From mboxrd@z Thu Jan  1 00:00:00 1970
From: Patrick McHardy <kaber@trash.net>
Subject: Re: ctnetlink questions
Date: Mon, 20 Oct 2003 05:01:17 +0200
Sender: netfilter-devel-admin@lists.netfilter.org
Message-ID: <3F934FFD.7090700@trash.net>
References: <Pine.LNX.4.44.0310200244580.17141-100000@filer.marasystems.com>
Mime-Version: 1.0
Content-Type: text/plain; charset=ISO-8859-1; format=flowed
Content-Transfer-Encoding: 7bit
Cc: Harald Welte <laforge@netfilter.org>,
 Netfilter Development Mailinglist <netfilter-devel@lists.netfilter.org>
Return-path: <netfilter-devel-admin@lists.netfilter.org>
To: Henrik Nordstrom <hno@marasystems.com>
In-Reply-To: <Pine.LNX.4.44.0310200244580.17141-100000@filer.marasystems.com>
Errors-To: netfilter-devel-admin@lists.netfilter.org
List-Help: <mailto:netfilter-devel-request@lists.netfilter.org?subject=help>
List-Post: <mailto:netfilter-devel@lists.netfilter.org>
List-Subscribe: <https://lists.netfilter.org/mailman/listinfo/netfilter-devel>,
	<mailto:netfilter-devel-request@lists.netfilter.org?subject=subscribe>
List-Unsubscribe: <https://lists.netfilter.org/mailman/listinfo/netfilter-devel>,
	<mailto:netfilter-devel-request@lists.netfilter.org?subject=unsubscribe>
List-Archive: <https://lists.netfilter.org/pipermail/netfilter-devel/>
List-Id: netfilter-devel.vger.kernel.org

Henrik Nordstrom wrote:

>Agreed, partially.
>
>My opinions:
>
>It is imporant that userspace does not miss entries which was in the 
>kernel when duming started and still exists in the kernel when the dump 
>finished.
>
>It is also important userspace can have some kind of semi-static 
>reference to a conntrack to be able to manipulate that conntrack without 
>risking hitting another conntrack.
>
>It is OK for me if it is unspecified what happens with entries which 
>either was created or destroyed while the dump was in progress.
>

I totally agree.

>With these criterias in mind I propose a hybrid of your approaches
>
>a) Assign a globally unique ID to each conntrack, in such manner that IDs 
>is not reused for a significant amount of time.
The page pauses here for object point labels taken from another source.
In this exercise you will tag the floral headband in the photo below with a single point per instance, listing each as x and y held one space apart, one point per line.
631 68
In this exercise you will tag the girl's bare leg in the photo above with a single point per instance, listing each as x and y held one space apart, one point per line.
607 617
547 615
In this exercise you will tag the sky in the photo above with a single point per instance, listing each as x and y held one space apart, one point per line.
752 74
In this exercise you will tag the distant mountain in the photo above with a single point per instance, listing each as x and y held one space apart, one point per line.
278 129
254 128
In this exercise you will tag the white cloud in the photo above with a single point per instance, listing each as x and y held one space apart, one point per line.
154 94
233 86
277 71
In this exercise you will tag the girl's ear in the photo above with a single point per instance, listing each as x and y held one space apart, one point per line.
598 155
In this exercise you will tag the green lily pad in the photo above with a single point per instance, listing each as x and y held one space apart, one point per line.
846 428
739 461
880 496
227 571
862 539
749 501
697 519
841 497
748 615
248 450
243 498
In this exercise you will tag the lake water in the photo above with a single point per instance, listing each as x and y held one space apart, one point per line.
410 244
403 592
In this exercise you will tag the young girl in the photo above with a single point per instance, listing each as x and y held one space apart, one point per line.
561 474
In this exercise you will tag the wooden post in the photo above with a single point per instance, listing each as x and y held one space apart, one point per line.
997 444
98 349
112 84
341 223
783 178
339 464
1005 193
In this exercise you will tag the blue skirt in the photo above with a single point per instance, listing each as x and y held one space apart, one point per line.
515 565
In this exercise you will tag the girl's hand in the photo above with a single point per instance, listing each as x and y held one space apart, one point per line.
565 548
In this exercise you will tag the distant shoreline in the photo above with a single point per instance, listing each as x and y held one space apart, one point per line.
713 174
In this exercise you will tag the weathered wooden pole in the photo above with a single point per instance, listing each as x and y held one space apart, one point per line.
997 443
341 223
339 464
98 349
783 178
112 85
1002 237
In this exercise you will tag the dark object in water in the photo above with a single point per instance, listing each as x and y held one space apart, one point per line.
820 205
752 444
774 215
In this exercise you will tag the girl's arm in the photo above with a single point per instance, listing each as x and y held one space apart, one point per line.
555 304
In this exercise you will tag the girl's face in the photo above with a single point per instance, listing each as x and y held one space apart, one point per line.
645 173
This to provide a stable 
>point of reference to a connection with low risk of false collisions if 
>the original connection was destroyed while userspace still thought it was 
>there. 
>
>b) When duming the conntrack entries, dump one bucket at a time. 
>If the bucket is too large to fit in the current response packet 
>then sort the bucket entries on ID and keep track of which bucket+ID 
>was last dumped. On next netlink packet restart at the same bucket and 
>skip the entries with a ID lower than those already dumped for that 
>bucket.
>
>This requires a read lock per hash bucket while dumping that bucket, and
>some small (usually) amount of memory to keep the temporary sorted index
>of bucket entries unless the bucket is permanently resorted in which case
>it may be possible to solve with no memory allocation (but then requires 
>the bucket to be write locked while resorting which is probably worse).
>

Sounds like a nice solution. I favour the permanent resorting for these 
reasons:
- all temporary memory allocations should be released before 
ctnetlink_dump is left,
  not in ctnetlink_done since we don't know if and when the read will 
continue. this means
  sorting multiple times is required.

- we can use some sorting algorithm which benefits from pre-sorted 
input. this would
  give better average performance. IIRC new conntracks are added at the 
head of the
  chains, so if we sort and walk backwards through the chains we only 
have to resort
  after an id counter wrap. Sorting is also pretty easy in that case: 
move all entries at
  head of list whose id is smaller than the last one's to the tail while 
preserving order,
  stop at first one thats bigger. This also means we only need the write 
lock in a very
  very rare case.

>Regarding the conntrack ID. For me it is acceptable if as much as 64 bits
>is reserved for the conntrack ID. This gives sufficient namespace to
>
>a) Provide truly unique IDs suitable for long-term reference without any 
>risk of collisions.
>

I agree, we should use 64 bit.

>b) Allows for the namespace to be built in such manner that there never
>will be any risk for congestion in finding the next available ID. For 
>example by using CPU#+counter.
>

Also a good idea. Thanks Henrik for your valuable input. Harald, what do 
you think of
this approach ?

Best regards,
Patrick (hoping mozilla will have mercy with his formatting this time)